So I've been hearing a lot lately about net effective carbs or effective carb count. This is the number of carbs you're left with after subtracting fiber. Some people subtract other things like sugar alcohols and such, but that could get pretty complicated. One other interesting note is that hydrogenated starch (the stuff that's in Jello Pudding) is actually able to be subtracted according to this theory since it does not raise blood sugar.
In short, one part of this theory is about fiber. A carbohydrate is only "effective" if it can be utilized by the body for energy. Since fiber is a carb that passes through the body undigested, it can be subtracted from the total carb count. An example would be a bowl of veggies, which has 8 grams of carbs and 4 grams of fiber. So this theory says that the veggies actually have 4 grams of effective carbs.
Another part of this theory deals with foods that raise blood sugar (or glucose) levels. Since the goal of a low carb diet is to eat in a way that doesn't raise blood sugar levels, this theory says that you can subtract certain sugar alcohols and other products that don't result in effecting blood glucose levels. This is where you get into subtracting counts for sugar alcohols and all that mess.

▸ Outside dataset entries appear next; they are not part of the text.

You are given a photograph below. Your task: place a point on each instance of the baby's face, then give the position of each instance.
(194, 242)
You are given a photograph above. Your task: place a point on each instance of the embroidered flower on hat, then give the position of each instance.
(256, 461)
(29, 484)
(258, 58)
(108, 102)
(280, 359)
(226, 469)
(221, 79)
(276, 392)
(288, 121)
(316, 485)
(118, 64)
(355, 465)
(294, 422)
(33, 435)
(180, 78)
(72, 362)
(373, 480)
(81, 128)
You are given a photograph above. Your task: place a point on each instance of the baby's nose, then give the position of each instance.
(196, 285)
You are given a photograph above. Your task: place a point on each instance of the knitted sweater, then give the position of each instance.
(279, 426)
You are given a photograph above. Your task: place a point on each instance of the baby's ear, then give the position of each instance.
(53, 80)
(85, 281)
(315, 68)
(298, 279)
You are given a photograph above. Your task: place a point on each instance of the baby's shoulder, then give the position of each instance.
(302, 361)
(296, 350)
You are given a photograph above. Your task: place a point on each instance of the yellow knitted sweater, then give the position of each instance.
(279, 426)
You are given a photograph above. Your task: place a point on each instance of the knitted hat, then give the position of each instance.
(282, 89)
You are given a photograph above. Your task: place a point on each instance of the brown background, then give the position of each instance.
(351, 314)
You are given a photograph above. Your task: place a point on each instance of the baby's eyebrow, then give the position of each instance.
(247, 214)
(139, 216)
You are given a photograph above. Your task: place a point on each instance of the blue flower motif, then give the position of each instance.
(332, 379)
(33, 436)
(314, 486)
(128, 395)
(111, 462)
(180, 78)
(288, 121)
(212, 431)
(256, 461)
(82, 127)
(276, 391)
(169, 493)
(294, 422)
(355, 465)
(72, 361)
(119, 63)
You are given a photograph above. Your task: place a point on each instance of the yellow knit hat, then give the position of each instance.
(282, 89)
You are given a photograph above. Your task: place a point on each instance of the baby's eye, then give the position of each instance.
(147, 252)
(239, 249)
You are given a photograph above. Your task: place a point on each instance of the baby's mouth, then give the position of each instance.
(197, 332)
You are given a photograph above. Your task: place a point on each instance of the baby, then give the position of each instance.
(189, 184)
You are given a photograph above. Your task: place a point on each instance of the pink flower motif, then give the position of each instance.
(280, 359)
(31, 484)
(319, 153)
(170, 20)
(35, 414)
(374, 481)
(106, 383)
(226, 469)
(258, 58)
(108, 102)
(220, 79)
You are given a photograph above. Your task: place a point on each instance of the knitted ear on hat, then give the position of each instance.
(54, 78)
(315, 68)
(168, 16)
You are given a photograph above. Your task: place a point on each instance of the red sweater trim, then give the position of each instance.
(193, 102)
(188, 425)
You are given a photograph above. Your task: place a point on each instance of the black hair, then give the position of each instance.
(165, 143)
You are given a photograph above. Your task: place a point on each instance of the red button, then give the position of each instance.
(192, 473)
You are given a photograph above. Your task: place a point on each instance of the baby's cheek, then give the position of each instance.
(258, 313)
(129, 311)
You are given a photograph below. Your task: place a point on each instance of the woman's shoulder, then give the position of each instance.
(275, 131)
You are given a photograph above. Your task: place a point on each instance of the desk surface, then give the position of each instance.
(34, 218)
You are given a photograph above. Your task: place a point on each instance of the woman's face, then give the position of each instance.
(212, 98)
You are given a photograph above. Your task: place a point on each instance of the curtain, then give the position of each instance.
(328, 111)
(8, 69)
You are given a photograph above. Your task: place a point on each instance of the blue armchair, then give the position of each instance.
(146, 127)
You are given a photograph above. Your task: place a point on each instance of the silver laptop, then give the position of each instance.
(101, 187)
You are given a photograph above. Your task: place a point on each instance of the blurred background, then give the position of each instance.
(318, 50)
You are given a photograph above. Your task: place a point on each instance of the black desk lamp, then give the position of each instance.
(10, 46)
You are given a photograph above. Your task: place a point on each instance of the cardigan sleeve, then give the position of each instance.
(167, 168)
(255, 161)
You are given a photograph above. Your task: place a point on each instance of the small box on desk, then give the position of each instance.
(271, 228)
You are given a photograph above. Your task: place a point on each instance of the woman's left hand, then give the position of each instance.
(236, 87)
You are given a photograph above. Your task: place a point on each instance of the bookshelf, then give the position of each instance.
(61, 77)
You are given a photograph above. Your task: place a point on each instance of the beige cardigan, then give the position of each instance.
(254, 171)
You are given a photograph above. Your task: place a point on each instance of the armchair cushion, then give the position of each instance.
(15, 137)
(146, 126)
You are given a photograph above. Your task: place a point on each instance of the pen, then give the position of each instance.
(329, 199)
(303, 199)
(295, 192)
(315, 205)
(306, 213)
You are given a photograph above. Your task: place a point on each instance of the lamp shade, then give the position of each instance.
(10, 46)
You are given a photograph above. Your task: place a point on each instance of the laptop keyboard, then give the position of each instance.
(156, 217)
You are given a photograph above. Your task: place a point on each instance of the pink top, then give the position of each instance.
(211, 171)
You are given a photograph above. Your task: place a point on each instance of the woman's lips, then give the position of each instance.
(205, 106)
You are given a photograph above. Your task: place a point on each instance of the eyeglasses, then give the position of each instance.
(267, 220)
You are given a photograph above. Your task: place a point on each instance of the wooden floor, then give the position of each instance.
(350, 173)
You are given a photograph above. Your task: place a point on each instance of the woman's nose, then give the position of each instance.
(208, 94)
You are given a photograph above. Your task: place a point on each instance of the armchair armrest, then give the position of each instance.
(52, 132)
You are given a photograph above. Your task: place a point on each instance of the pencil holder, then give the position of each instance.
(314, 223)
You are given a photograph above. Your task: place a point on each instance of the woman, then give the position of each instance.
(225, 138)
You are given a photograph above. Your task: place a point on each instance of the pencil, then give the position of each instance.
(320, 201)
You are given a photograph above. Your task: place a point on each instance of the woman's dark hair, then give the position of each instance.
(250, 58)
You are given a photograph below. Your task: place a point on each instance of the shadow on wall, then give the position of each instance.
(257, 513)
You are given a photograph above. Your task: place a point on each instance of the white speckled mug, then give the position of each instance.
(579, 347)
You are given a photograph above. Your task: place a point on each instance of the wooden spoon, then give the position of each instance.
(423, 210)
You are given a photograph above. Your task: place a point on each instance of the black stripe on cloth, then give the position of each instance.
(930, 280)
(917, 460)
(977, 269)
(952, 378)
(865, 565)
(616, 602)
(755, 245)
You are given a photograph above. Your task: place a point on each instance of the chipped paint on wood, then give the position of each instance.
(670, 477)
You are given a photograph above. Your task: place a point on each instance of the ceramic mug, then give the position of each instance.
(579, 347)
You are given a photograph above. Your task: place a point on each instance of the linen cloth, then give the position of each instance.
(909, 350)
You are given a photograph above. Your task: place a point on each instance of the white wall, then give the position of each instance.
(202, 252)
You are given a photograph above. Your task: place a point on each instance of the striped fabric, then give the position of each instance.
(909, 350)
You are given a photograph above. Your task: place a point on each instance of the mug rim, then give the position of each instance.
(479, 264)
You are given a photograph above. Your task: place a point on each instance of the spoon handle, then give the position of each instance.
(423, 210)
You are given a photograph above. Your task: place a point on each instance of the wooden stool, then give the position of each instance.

For sanity's sake, I think I'll stick with the fiber subtraction method. Might as well get on board since I've noticed that Net Effective Carbs are actually being put on food labels of products that I buy in Walmart!
For now until it's definitely decided upon that it's real, I think I'll just stick to my number of carbs I want. And feel good about being possibly lower. I think this could easily just become an excuse for me to eat more carbs. But it is interesting.